Por su parte, De la Calle y Schedler (2021) sugieren que la justicia transicional solo puede servir como vía pacificadora si el Estado que recurre a ella para desarmar a las bandas criminales tuviera la capacidad de garantizar que ese desarme sea permanente (p. 195). “¿Cómo lo haría en el contexto actual, altamente fragmentado, en donde compiten alrededor de cien empresas criminales con gran capacidad armada y entrenadas en la violencia como mecanismo principal de resolución de disputas?” (p. 213). Tales preguntas cuestionan la utilidad del enfoque de la justicia transicional en contextos con problemáticas diferentes a los que presentaron las clásicas transiciones desde la dictadura o desde los conflictos armados convencionales. En efecto, el caso mexicano presenta ciertas condiciones que ponen en duda la aplicación del enfoque de la justicia transicional, dado un conflicto violento persistente donde no hay actores con los que se pueda negociar formalmente (como lo sería con una guerrilla), la presencia de una multiplicidad de violencias que no siempre tienen conexión entre sí, además de la incapacidad del Estado para garantizar un eventual desarme.

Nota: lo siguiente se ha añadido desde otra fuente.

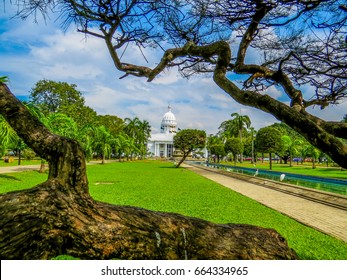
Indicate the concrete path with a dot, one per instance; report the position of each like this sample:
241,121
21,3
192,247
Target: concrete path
327,219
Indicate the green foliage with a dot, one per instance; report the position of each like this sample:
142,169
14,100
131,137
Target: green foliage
28,154
235,127
234,146
4,79
268,140
146,184
188,140
139,131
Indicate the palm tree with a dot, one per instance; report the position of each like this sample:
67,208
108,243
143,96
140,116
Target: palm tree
313,152
139,131
7,135
235,127
103,141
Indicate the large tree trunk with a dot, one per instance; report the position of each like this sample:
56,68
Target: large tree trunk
60,217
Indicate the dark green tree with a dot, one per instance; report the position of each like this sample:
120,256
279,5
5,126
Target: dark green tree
188,140
234,146
269,140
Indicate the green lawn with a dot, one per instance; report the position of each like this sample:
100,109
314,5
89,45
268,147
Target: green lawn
158,186
304,169
15,162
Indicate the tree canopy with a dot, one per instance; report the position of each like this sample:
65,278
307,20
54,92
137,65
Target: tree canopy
187,140
247,46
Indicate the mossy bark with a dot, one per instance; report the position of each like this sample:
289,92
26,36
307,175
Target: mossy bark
60,217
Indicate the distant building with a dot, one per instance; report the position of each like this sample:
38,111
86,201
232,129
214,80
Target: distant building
161,144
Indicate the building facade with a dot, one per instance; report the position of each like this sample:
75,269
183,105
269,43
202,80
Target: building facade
161,144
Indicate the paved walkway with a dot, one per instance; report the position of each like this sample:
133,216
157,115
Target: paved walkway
327,219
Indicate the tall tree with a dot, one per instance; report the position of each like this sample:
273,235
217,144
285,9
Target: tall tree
239,123
269,140
197,35
234,146
60,217
188,140
139,131
102,142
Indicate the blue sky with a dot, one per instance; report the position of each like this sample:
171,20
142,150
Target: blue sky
32,51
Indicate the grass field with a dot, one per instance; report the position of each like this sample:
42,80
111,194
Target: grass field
304,169
158,186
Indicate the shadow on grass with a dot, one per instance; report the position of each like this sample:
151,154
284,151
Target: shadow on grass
9,177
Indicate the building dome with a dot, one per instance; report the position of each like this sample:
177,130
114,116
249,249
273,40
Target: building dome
169,123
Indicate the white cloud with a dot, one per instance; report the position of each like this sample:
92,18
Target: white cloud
46,52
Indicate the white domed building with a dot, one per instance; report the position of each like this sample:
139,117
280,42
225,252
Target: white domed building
161,144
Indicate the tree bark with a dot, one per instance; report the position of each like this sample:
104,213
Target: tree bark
60,217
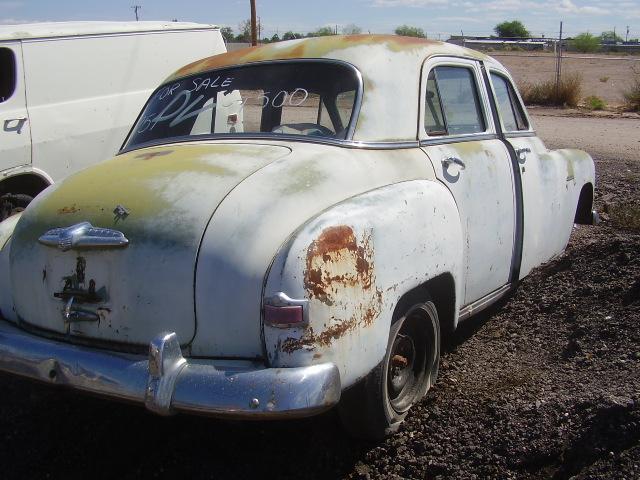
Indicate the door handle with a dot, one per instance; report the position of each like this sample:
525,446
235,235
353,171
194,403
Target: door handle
449,160
14,125
521,153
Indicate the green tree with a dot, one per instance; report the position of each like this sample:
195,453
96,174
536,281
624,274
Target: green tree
585,42
227,34
291,35
610,37
408,31
512,29
351,29
322,32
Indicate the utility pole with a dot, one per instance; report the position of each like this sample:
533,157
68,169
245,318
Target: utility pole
254,27
559,63
135,9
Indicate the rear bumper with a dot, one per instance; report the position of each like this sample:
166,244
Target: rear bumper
165,382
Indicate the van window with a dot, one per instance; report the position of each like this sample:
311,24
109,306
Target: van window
7,73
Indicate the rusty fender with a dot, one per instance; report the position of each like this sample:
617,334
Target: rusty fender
560,178
6,299
353,263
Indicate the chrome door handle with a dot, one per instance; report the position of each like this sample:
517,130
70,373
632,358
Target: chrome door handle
10,126
449,160
521,153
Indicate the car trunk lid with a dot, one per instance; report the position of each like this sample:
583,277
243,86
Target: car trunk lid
127,274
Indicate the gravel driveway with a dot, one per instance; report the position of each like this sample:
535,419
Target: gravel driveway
544,385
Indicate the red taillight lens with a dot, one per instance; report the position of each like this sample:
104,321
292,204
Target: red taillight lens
289,316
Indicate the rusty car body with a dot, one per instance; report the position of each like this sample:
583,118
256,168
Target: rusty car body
309,248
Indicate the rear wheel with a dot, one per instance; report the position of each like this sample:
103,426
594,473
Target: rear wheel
377,405
11,204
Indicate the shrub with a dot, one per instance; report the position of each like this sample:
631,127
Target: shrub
512,29
585,42
595,103
546,93
409,31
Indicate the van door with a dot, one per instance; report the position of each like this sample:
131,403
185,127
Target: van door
15,131
460,139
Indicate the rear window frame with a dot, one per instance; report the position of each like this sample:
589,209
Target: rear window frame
430,64
350,129
515,100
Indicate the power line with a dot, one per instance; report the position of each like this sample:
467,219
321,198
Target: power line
135,9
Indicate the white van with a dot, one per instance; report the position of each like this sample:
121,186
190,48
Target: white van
70,91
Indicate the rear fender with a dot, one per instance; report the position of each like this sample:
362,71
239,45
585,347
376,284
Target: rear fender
349,267
6,297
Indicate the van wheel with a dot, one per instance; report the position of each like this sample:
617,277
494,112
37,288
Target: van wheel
11,204
376,406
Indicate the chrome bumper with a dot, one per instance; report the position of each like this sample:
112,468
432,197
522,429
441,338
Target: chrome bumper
166,382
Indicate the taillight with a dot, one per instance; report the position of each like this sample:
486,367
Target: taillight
289,316
282,311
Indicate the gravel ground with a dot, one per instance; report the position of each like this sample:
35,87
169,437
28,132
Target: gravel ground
544,385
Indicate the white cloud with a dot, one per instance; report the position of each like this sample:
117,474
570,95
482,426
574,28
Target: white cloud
567,6
408,3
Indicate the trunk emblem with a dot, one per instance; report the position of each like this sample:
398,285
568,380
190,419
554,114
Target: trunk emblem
83,235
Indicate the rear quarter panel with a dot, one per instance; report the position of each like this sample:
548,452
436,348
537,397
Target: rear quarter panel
353,263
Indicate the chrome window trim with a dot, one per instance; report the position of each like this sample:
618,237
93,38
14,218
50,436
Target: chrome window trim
472,137
463,62
276,139
355,113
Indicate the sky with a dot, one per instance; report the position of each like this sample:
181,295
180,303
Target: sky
438,18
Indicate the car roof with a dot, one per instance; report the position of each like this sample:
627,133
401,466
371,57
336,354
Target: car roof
354,49
69,29
390,66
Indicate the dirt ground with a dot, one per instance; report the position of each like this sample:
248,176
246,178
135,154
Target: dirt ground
605,76
544,385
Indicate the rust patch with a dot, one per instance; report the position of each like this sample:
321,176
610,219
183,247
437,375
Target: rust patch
335,261
340,274
68,210
150,155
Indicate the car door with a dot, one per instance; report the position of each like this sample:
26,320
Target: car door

Sin embargo, conviene recalcar que en tanto paradigma y lenguaje reivindicativo de los derechos de las víctimas, la justicia transicional se ha extendido a una multiplicidad de contextos que, aunque no se encuentren en procesos transicionales, han apostado por hacer uso de sus herramientas. En diferentes latitudes, múltiples colectivos, organizaciones y familias se han apropiado de los principios de la justicia transicional para exigir algún tipo de retribución o reparación de cara a la violencia masiva. Las exigencias de justicia transicional también han ido a contrapelo de la voluntad gubernamental y de la hostilidad de sectores renuentes a la rendición de cuentas. Por ello, sus metas y resultados no necesariamente se asocian a la pacificación -aunque ésta sea una aspiración deseable- ni a la terminación de la violencia, sino primordialmente a hacer frente a los daños que han padecido las víctimas. Aunque las condiciones políticas actuales no parecen óptimas para establecer una política oficial de justicia transicional (sea por la falta de voluntad gubernamental o por la falta de condiciones sociales), las experiencias latinoamericanas muestran que a lo largo de las últimas décadas la exigencia de la sociedad civil ha logrado activar formas de respuesta gubernamental.
Aun con limitadas oportunidades políticas para la implementación de una política de justicia transicional, y de una institución anti-impunidad que devele el modo en que operan las redes de corrupción entre funcionarios públicos y el crimen organizado, la experiencia de Centroamérica revela la centralidad que tiene la persistencia de la movilización social para promover iniciativas a nivel nacional e internacional. En este tránsito, la CICIG es un ejemplo valioso de los alcances y desafíos de la puesta en práctica de un mecanismo extraordinario de justicia.